Assuming, for the sake of argument, that an apparent conflict did exist regarding the off-task limitation, Jackson has not demonstrated that the ALJ failed to fulfill his obligation under SSR 00-4p. At the outset, the ALJ confirmed that the VE understood she needed to identify any conflicts between her opinions and the DOT and the basis for her opinions. (Tr. 59-60.) After the VE provided her substantive testimony, the ALJ asked about certain opinions—including the sit/stand option—that were not addressed in the DOT. (Tr. 66.) The VE indicated that those opinions were "based on [her] experience in job placement and observations [she had] done over 14 years." (Id.) Thus, the ALJ obtained a reasonable explanation for the basis of the VE's opinions.

Jackson reads the testimony hyperliterally, contending that the sit/stand option and the 15% off-task limitation are two separate allowances and that the ALJ and the VE addressed the former but not the latter. (Pl.'s Reply at 1-2.) The language used by the ALJ and the VE was imprecise.
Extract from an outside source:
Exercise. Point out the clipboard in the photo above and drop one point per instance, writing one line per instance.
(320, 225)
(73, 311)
However, it is clear from reading the testimony as a whole that the ALJ and the VE referred to the sit/stand option as shorthand for the off-task limitation. At the administrative hearing, the ALJ presented the VE with a series of hypothetical questions about the type and number of jobs that would be available to a person with Jackson's age, education, and work experience. The first hypothetical involved a restriction to light work with additional limitations. (See Tr. 61.) For the second hypothetical, the ALJ added that the person

would need a sit/stand option allowing this person to sit or stand alternatively at will provided that the person is not off task more than 15 percent of the work period. Likewise, the individual would be allowed to be off task, I guess, in general, including the sit/stand option 15 percent of the day in addition to regularly scheduled breaks.
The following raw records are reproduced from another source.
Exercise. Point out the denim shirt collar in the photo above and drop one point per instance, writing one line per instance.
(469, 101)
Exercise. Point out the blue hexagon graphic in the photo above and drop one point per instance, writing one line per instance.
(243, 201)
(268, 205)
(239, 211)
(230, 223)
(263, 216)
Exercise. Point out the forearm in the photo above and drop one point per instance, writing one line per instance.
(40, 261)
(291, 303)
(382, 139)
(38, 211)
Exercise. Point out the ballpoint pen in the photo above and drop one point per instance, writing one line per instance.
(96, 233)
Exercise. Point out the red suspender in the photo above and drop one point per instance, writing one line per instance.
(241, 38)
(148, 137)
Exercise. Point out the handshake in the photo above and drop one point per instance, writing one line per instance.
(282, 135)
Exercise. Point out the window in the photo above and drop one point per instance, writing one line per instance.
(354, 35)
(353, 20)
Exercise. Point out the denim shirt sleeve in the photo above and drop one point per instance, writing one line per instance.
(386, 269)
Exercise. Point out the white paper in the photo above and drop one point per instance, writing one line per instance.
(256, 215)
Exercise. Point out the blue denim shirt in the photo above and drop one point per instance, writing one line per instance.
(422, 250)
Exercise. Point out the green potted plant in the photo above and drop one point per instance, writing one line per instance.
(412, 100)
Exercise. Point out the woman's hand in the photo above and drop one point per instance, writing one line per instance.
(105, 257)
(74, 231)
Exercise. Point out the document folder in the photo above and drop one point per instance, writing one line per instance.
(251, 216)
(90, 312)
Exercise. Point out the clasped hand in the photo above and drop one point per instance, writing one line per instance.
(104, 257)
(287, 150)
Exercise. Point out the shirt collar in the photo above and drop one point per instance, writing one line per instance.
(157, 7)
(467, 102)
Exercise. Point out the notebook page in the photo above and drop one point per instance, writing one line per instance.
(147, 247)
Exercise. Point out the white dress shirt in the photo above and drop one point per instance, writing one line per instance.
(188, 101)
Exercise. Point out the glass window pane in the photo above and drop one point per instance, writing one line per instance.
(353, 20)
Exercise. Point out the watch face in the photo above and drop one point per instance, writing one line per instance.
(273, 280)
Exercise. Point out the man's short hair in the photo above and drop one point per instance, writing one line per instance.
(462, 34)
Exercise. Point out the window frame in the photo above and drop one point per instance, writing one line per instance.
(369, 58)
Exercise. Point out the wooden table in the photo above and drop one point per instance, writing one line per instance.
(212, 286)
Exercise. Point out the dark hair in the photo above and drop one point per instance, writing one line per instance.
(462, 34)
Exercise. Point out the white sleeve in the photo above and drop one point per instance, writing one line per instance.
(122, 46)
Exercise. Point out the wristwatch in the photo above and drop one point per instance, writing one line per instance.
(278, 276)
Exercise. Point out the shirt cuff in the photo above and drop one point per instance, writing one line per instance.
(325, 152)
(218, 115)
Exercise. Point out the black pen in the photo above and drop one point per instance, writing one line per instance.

(Tr. 62.) The VE asked for clarification: "So are we talking about the off task with the sit/stand up to 15 percent of the workday, and then an additional 15 percent?" (Id.) The ALJ responded, "No. That's one 15 percent that includes the sit/stand option and the overall off task." (Id.) The VE testified that the additional restriction would erode the job numbers she provided in response to the first hypothetical, but thousands of jobs would still be available. (Tr. 63.) Although the VE indicated that she changed her answer "for the sit/stand" (id.), the ALJ's combining of the two components into one restriction suggests that the VE was also addressing the off-task limitation, as any sit/stand option would need to allow the individual to be off task up to 15% of the workday. The same is true with respect to the VE's subsequent testimony about the "sit/stand option" being based on her experience. (See Tr. 66.)3

CONCLUSION

Jackson argues that the ALJ erred in determining that she could still work despite being off task 15% of the workday, in addition to regularly scheduled breaks. I find that the ALJ did not err and that the decision is supported by substantial evidence. Therefore, the Commissioner's decision is affirmed.

ORDER

NOW, THEREFORE, IT IS ORDERED that the Commissioner's decision is AFFIRMED.
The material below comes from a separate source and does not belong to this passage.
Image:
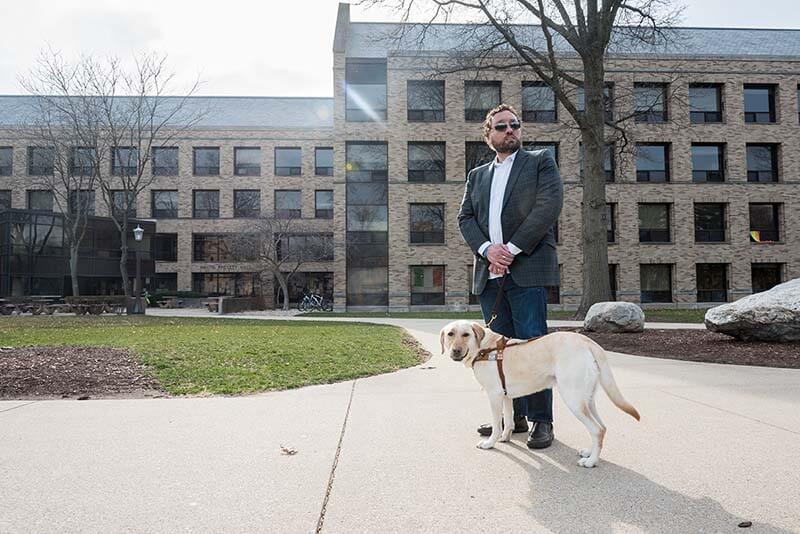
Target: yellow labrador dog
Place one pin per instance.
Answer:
(571, 361)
IT IS FURTHER ORDERED that this action is DISMISSED. The Clerk of Court is directed to enter judgment accordingly.

FootNotes


1. Incorrectly cited by Jackson as "Dr. Nevin."
2. The Dictionary of Occupational Titles ("DOT") is published by the Department of Labor; it "provides standardized occupational information, including the most typical characteristics of jobs as they exist throughout the American economy." Weatherbee v. Astrue, 649 F.3d 565, 569 (7th Cir. 2011).
3. Indeed, the ultimate RFC reflected that the off-task limitation was "due to a combination of the sit/stand option and mental impairments." (Tr. 21.)